Una sociedad construida entre todos pasa, en opinión de
Alvira, por el ejercicio responsable de la libertad de creación.
“Aprender a ser libres no es tarea de francotiradores, sino que
es una tarea que requiere de instituciones sólidas. El
individualismo exige un apoyo excesivo por parte del Estado porque
hay muchos que quieren que todo se lo den hecho, aunque también
hay quien quiere hacerlo todo sin contar con los demás”.
Para
profundizar en estos temas, este quinto encuentro del Foro Iberdrola
de Pensamiento Actual contó con la participación
de Enrique Martín López, catedrático de Sociología
y Filosofía del Derecho en la Universidad Complutense de
Madrid; y José Antonio García Durán, catedrático
de Teoría Económica en la Universidad de Barcelona.

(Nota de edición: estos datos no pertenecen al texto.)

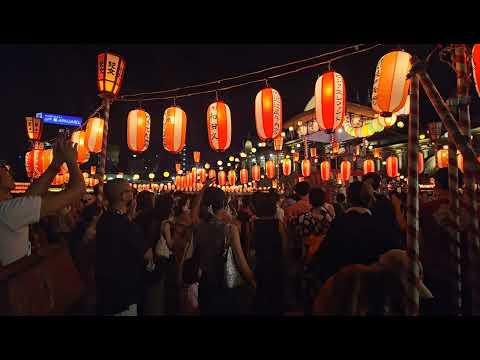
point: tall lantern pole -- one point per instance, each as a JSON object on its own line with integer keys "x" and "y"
{"x": 110, "y": 72}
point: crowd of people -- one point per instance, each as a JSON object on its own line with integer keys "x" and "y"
{"x": 212, "y": 253}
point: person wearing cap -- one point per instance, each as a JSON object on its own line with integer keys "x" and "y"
{"x": 17, "y": 213}
{"x": 381, "y": 288}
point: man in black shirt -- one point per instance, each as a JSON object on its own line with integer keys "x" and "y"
{"x": 120, "y": 249}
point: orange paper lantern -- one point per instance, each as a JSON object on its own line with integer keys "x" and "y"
{"x": 345, "y": 170}
{"x": 390, "y": 87}
{"x": 268, "y": 114}
{"x": 219, "y": 126}
{"x": 243, "y": 176}
{"x": 256, "y": 172}
{"x": 270, "y": 169}
{"x": 330, "y": 101}
{"x": 325, "y": 170}
{"x": 368, "y": 167}
{"x": 111, "y": 69}
{"x": 392, "y": 166}
{"x": 174, "y": 129}
{"x": 306, "y": 168}
{"x": 94, "y": 134}
{"x": 287, "y": 167}
{"x": 138, "y": 130}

Enrique Martín López abordó el tema de la
especialización flexible y las relaciones laborales. En
su opinión, las empresas actuales deben adaptar continuamente
su producción a la demanda, por lo que los trabajadores
“deben estar disponibles a aprender diferentes tareas, lo que
requiere de cierta flexibilidad por su parte”. Pero también
deben ser flexibles los supervisores, “que más que jefes
deben considerarse colaboradores, pues las relaciones de trabajo
más eficaces son las basadas en la cooperación”.

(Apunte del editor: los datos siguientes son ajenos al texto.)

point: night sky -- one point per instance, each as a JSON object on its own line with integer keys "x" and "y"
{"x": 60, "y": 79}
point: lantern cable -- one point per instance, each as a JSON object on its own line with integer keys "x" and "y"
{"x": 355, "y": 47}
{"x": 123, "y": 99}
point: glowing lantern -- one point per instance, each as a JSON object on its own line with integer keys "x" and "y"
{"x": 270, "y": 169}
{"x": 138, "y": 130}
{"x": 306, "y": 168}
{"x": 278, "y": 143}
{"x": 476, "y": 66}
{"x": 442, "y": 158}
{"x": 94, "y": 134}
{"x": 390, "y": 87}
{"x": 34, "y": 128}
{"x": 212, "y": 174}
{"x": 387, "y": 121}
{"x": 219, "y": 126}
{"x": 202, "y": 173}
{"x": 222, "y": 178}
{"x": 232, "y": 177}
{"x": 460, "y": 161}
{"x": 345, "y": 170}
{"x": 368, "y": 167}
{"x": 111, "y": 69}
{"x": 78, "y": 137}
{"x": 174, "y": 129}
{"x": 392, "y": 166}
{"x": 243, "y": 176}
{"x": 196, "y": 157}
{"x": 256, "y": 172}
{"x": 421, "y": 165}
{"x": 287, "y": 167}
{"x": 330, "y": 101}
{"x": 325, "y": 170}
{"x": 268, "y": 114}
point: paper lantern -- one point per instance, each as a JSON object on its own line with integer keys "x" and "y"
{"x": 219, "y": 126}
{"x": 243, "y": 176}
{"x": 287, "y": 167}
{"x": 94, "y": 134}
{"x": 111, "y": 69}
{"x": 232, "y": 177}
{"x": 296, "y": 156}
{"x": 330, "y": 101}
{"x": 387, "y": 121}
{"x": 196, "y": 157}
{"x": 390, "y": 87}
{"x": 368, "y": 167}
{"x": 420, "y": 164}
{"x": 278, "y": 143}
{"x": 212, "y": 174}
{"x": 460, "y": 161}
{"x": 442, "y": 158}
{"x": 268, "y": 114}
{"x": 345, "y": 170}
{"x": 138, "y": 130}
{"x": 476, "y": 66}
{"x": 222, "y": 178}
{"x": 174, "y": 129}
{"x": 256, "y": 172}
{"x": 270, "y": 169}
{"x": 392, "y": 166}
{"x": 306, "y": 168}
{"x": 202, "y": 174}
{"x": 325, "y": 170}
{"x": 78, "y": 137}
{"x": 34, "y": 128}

Al tratar cuestiones sobre “Creación y rutina. Lo tácito
y lo codificable”, José Antonio García Durán
insiste en que “una sociedad de creadores es aquella en la que
priman la libertad y la expresividad, es decir, en la que se manda
menos y se dirige más”. García Durán cree
que existe una oferta sobreabundante de productos cada vez más
sofisticados pero vacíos de contenido. “Estamos dejando
de desarrollar muchas posibilidades y tenemos que arrancarle más
secretos a la naturaleza. Para ello es necesario que la empresa
se ocupe de dotar a su gente de la capacidad de aprender para
que digan: yo quiero pensar. Y no sólo: yo lo
que quiero es aprender a manejar el ordenador”.